So, What’s the Relationship Between Transformers and Language Models?

We’re not studying Transformers in isolation — we’re asking why they made LLMs possible.

At its core, a Language Model (LM) has a very simple job:

👉 Predict the next word, given the text so far.

For example:

  • Input: “The flowers by the roadside are blooming …”

  • Bad guess: “punched.”

  • Good guess: “beautifully.”

And guess what? Transformers are ridiculously good at this game.


Back to Our Example

Take the sentence: “나는 어제 학교에 갔다.” (Korean: I went to school yesterday.)

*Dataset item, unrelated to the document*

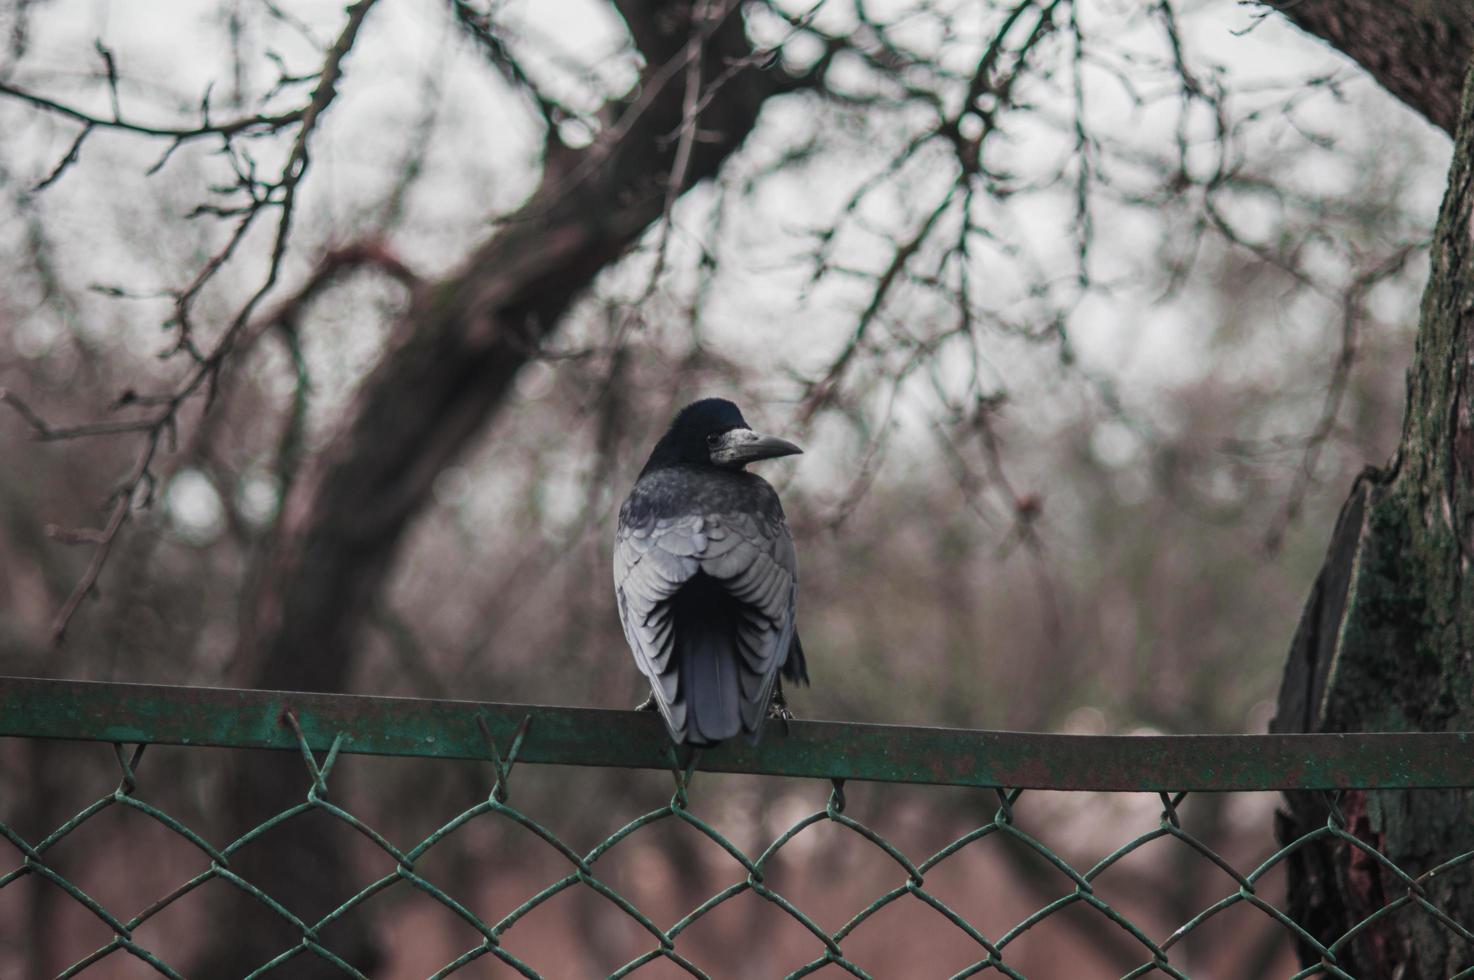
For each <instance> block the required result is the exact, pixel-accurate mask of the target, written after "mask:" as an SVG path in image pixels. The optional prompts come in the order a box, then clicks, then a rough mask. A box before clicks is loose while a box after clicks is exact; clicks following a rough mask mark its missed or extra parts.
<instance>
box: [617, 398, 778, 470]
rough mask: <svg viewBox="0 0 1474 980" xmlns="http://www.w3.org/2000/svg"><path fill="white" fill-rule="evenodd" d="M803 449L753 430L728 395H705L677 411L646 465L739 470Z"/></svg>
mask: <svg viewBox="0 0 1474 980" xmlns="http://www.w3.org/2000/svg"><path fill="white" fill-rule="evenodd" d="M797 452H803V449H800V448H799V447H796V445H793V444H792V442H789V441H787V439H780V438H777V436H765V435H761V433H756V432H753V430H752V426H749V424H747V420H746V419H743V417H741V411H740V410H738V408H737V405H734V404H731V402H730V401H727V399H725V398H703V399H702V401H694V402H691V404H690V405H687V407H685V408H682V410H681V411H678V413H677V414H675V419H672V420H671V427H669V429H666V432H665V435H663V436H660V441H659V442H657V444H656V447H654V452H652V454H650V461H649V463H646V469H647V470H650V469H654V467H660V466H716V467H721V469H725V470H740V469H743V467H744V466H747V464H749V463H756V461H758V460H772V458H777V457H780V455H794V454H797Z"/></svg>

  1. The encoder processes this input and produces a hidden Context representation (a compressed “meaning” in vector form).

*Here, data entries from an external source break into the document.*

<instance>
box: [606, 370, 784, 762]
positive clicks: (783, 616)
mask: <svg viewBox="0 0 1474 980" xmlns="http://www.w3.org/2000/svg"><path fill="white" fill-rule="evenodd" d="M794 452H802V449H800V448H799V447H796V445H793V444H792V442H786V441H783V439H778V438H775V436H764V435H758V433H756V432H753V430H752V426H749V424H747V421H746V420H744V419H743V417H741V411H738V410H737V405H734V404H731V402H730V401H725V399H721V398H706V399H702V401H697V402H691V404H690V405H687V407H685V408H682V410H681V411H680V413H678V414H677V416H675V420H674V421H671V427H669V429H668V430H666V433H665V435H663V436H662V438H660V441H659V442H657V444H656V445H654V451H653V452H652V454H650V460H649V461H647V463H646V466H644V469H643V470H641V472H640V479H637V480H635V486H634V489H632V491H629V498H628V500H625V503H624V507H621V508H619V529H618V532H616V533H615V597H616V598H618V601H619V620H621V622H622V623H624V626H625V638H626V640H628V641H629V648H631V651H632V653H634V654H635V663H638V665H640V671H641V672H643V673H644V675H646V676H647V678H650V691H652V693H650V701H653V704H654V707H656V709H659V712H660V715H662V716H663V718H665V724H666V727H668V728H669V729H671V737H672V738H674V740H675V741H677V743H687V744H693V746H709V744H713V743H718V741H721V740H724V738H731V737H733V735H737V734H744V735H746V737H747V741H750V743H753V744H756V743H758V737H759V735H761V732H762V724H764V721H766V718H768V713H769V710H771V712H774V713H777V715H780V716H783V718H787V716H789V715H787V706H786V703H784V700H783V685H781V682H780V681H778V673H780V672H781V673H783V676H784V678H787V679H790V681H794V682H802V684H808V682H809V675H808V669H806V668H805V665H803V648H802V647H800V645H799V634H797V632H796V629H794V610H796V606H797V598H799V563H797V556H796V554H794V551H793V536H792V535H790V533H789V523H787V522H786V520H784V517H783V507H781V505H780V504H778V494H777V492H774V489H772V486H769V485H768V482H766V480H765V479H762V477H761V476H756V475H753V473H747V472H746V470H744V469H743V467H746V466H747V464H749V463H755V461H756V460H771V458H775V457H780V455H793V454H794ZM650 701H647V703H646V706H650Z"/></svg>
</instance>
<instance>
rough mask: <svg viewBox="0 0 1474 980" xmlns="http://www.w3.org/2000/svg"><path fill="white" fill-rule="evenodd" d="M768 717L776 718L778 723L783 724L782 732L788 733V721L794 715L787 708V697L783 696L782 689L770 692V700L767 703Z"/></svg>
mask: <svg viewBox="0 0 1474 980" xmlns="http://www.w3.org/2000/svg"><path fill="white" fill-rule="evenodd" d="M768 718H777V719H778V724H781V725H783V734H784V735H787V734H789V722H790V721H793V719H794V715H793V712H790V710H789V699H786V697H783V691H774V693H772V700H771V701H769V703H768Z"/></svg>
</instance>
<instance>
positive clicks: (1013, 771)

  2. The decoder turns that Context into English — but it uses two inputs:

    • The Context (from the encoder)
    • Outputs (the decoder’s previously generated tokens)

Why “Outputs” as input? Because the decoder is auto-regressive — it feeds its own past predictions back in.


The Auto-Regressive Loop

Walkthrough:

  1. Encoding: The encoder converts “나는 어제 학교에 갔다” into Context vectors.

  2. First step: Context + <start> → predict “I.”

  3. Second step: Context + “I” → predict “went.”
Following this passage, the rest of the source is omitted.